# ATEK Demo 2: ATEK Data Store
In Demo 1 (TODO: add link here), we showed how to preprocess Aria data sequences into WebDataset (WDS) files, which can later be loaded directly into PyTorch DataLoaders. However, preprocessing large datasets are time- and resource-consuming. Hence ATEK provides users with a **ATEK Data Store**, where users can directly download preprocessed Aria datasets, completely skipping the preprocessing step. 

This demo walks through the steps for accessing datasets on ATEK Data Store. Here, we use preprocessed AriaDigitalTwin dataset as an example. See link for full list of datasets on ATEK Data Store. (TODO: add link to wiki page)



In [None]:
import faulthandler

import logging
import os
from logging import StreamHandler
import numpy as np
from typing import Dict, List, Optional
import torch
import sys
import subprocess
from tqdm import tqdm

from atek.viz.atek_visualizer_base import NativeAtekSampleVisualizer
from atek.data_loaders.atek_wds_dataloader import (
    create_native_atek_dataloader
)
from atek.util.file_io_utils import load_yaml_and_extract_tar_list
from omegaconf import OmegaConf

faulthandler.enable()

# Configure logging to display the log messages in the notebook
logging.basicConfig(
    level=logging.INFO,
    format='%(asctime)s - %(levelname)s - %(message)s',
    handlers=[
        logging.StreamHandler(sys.stdout)
    ]
)

logger = logging.getLogger()

### Set up data and code paths

In [None]:
# data_dir = os.path.join(os.path.expanduser("~"), "Documents", "projectaria_tools_adt_data/")
data_dir = "/home/louy/Calibration_data_link/Atek/2024_08_05_DryRun"
atek_src_path = os.path.join(os.path.expanduser("~"), "atek_on_fbsource")
viz_conf = OmegaConf.load(os.path.join(atek_src_path, "atek", "configs", "obb_viz_new.yaml"))
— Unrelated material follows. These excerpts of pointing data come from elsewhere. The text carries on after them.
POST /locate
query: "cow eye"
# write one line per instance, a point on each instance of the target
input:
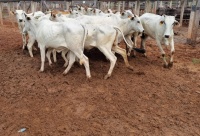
(162, 22)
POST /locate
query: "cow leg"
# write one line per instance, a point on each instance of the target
(54, 56)
(163, 54)
(83, 60)
(172, 52)
(130, 42)
(48, 55)
(108, 53)
(31, 41)
(24, 40)
(42, 53)
(143, 42)
(72, 59)
(64, 52)
(135, 42)
(122, 52)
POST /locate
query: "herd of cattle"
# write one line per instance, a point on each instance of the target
(70, 32)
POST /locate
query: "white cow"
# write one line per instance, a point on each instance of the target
(127, 24)
(159, 28)
(31, 34)
(20, 21)
(59, 35)
(102, 37)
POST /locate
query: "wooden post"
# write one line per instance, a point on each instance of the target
(147, 6)
(112, 5)
(160, 5)
(109, 5)
(123, 5)
(1, 15)
(155, 7)
(24, 6)
(119, 8)
(41, 5)
(182, 11)
(170, 4)
(194, 23)
(137, 8)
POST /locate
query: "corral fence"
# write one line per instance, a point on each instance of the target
(182, 8)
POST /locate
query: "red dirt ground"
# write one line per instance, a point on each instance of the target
(149, 101)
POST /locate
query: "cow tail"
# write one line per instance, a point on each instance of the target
(136, 49)
(83, 44)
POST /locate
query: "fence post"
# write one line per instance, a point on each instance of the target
(24, 6)
(194, 23)
(1, 16)
(137, 8)
(155, 7)
(182, 11)
(119, 4)
(123, 5)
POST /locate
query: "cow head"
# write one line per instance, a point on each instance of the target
(168, 22)
(19, 15)
(127, 14)
(136, 24)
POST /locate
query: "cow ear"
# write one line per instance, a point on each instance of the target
(176, 22)
(132, 18)
(25, 15)
(163, 15)
(28, 18)
(59, 14)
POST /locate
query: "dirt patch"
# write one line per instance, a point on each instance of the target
(149, 100)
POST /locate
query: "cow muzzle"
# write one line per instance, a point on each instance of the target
(20, 20)
(166, 36)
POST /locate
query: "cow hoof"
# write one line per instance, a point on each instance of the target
(34, 48)
(145, 55)
(50, 64)
(89, 78)
(65, 65)
(107, 76)
(165, 66)
(170, 64)
(133, 56)
(40, 71)
(130, 67)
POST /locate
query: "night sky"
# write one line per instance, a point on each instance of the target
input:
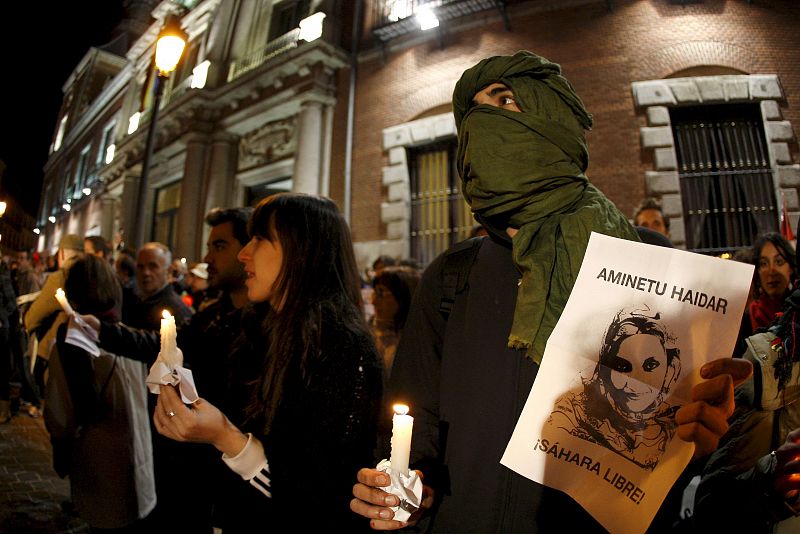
(56, 37)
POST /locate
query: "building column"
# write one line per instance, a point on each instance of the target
(190, 220)
(221, 180)
(308, 157)
(327, 147)
(130, 190)
(108, 208)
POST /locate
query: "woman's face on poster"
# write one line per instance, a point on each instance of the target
(638, 372)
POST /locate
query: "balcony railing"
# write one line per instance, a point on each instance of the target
(394, 18)
(274, 48)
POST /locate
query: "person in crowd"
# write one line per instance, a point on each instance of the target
(205, 341)
(624, 399)
(197, 278)
(381, 262)
(8, 312)
(177, 275)
(521, 158)
(42, 318)
(154, 293)
(650, 214)
(51, 264)
(96, 413)
(477, 231)
(756, 466)
(97, 246)
(26, 286)
(125, 269)
(776, 266)
(303, 411)
(27, 280)
(391, 299)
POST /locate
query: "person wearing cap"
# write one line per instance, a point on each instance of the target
(521, 157)
(96, 245)
(206, 340)
(197, 279)
(42, 318)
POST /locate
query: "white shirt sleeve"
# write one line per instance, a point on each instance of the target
(251, 464)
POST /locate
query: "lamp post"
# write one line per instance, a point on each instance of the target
(169, 48)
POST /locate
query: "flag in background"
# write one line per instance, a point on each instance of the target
(786, 224)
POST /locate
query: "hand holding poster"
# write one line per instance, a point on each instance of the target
(599, 423)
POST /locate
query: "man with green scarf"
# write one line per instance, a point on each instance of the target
(521, 156)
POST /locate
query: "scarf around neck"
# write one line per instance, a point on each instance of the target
(526, 171)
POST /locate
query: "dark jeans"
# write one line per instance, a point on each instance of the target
(5, 364)
(20, 371)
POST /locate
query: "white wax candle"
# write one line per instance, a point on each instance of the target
(169, 341)
(62, 300)
(402, 424)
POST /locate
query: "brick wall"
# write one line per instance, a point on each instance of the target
(601, 51)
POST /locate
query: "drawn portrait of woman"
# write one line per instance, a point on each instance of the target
(622, 406)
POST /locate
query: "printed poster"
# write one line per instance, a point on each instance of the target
(599, 423)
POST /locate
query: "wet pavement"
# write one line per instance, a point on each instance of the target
(33, 499)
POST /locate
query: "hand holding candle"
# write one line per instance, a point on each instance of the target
(402, 424)
(61, 297)
(407, 486)
(170, 354)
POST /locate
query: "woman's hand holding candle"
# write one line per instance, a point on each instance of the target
(61, 297)
(169, 341)
(402, 424)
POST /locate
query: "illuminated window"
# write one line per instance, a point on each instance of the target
(439, 215)
(726, 180)
(165, 219)
(62, 127)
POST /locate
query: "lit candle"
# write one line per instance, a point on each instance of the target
(169, 341)
(62, 300)
(401, 439)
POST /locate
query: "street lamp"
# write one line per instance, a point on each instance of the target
(169, 48)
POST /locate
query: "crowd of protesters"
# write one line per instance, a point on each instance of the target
(290, 345)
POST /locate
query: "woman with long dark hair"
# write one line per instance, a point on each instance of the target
(393, 288)
(776, 269)
(306, 380)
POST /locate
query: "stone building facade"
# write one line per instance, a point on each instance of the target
(363, 113)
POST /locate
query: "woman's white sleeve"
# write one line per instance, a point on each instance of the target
(251, 464)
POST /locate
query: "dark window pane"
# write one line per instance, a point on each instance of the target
(725, 176)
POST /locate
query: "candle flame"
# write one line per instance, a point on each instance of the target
(400, 409)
## Download and process ATEK data json file from ATEK Data Store
First, user can download `AriaDigitalTwin_ATEK_download_urls.json` file from ATEK Data Store. This json file contains the ATEK WDS information for preprocessed ADT data. (TODO: add link to download guidance). 

Now, users have 2 options to access the data: 
1. They can download (a selection) of WDS files to local. This is recommended for training.
2. They can also directly stream WDS files via their URLs. Because the URLs expire every 30 days, this is only recommended for small-scale local testing and exploration.
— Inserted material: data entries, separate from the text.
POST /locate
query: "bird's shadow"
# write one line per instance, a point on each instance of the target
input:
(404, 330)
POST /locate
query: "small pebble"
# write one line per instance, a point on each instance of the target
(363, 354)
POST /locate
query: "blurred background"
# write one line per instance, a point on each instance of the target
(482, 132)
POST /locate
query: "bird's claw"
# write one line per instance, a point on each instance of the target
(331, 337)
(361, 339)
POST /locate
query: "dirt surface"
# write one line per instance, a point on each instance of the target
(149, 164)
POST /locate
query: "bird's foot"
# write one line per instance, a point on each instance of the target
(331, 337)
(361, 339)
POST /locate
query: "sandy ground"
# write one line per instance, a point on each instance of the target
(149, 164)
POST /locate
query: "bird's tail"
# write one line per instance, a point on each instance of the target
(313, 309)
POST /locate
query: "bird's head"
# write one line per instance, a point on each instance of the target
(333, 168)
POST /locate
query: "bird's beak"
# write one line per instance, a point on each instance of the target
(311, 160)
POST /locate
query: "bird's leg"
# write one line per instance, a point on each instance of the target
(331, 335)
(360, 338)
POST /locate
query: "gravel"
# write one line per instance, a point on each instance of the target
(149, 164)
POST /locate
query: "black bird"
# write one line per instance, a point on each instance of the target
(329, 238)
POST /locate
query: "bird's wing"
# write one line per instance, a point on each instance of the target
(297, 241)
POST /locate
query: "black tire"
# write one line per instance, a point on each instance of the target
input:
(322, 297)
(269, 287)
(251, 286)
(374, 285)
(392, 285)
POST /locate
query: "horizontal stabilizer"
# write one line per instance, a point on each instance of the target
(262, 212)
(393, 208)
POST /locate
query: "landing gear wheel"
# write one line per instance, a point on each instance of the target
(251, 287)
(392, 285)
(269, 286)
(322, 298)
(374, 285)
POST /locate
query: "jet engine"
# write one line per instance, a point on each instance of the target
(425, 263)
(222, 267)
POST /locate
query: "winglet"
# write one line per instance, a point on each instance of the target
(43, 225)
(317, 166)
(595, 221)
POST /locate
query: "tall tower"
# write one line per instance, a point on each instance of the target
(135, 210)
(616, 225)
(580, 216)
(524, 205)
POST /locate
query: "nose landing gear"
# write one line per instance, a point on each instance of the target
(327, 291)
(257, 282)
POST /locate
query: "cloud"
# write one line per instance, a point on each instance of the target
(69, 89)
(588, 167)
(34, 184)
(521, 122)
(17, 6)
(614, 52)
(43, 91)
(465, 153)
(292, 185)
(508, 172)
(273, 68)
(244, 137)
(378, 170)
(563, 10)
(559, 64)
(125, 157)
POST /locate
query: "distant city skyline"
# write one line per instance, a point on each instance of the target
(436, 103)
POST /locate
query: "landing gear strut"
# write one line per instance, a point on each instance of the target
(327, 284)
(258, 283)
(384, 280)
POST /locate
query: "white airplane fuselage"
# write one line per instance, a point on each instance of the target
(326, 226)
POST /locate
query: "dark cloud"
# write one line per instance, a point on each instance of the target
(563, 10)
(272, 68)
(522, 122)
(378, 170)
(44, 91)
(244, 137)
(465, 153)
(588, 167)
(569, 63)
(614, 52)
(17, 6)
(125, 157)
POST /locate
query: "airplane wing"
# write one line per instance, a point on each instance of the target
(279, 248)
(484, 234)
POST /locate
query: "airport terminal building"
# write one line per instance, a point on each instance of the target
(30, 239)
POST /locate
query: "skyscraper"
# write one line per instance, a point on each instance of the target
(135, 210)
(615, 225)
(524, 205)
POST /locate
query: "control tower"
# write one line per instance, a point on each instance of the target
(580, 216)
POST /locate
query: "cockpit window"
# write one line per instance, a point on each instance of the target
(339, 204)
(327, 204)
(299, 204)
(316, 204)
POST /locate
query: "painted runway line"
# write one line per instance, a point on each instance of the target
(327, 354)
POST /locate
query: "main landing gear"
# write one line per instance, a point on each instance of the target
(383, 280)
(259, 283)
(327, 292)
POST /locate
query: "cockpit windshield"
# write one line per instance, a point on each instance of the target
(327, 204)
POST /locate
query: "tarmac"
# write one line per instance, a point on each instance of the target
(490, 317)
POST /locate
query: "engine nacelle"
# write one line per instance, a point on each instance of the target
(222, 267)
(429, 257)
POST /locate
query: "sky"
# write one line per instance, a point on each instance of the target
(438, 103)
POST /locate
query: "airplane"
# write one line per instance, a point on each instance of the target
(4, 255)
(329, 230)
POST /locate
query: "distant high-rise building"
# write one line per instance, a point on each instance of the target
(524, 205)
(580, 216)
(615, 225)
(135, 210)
Below we demonstrates both approaches.   

In [None]:
# First, download json file from ATEK Data Store 
atek_json_path = os.path.join(data_dir, "AriaDigitalTwin_ATEK_download_urls.json")
if not os.path.exists(atek_json_path):
    logger.error("Please download AriaDigitalTwin_ATEK_download_urls.json from ATEK Data Store")
    exit()

## [Option 1] Download from ATEK Data Store to local
To download, user should use the `dataverse_url_parser.py` script in ATEK's lib, with `--download-wds-to-local` flag. User can select which preprocessing config to download, train/validation split, and number of sequences to download. The output folder will contain downloaded WDS data, along with 3 yaml files `local_all/train/validation_tars.yaml`, each containing the relative path of the downloaded files, and can be consumed by ATEK lib (usage shown later). 

In [None]:
# Invoke ATEK's url parser tool to download files
download_to_local_command = (
    f"python3 {atek_src_path}/tools/dataverse_url_parser.py"
    f" --config-name cubercnn" 
    f" --input-json-path {atek_json_path}" 
    f" --output-folder-path {data_dir}/downloaded_local_wds_2/" 
    f" --max-num-sequences 2 "
    f" --download-wds-to-local"
)

# TODO: Try to run the command  here, and re-direct stdout to Notebook in real time. 
logger.info(f"Please run the following command in a Terminal window to download WDS files to local: ")
logger.info(f"mamba activate atek; {download_to_local_command}")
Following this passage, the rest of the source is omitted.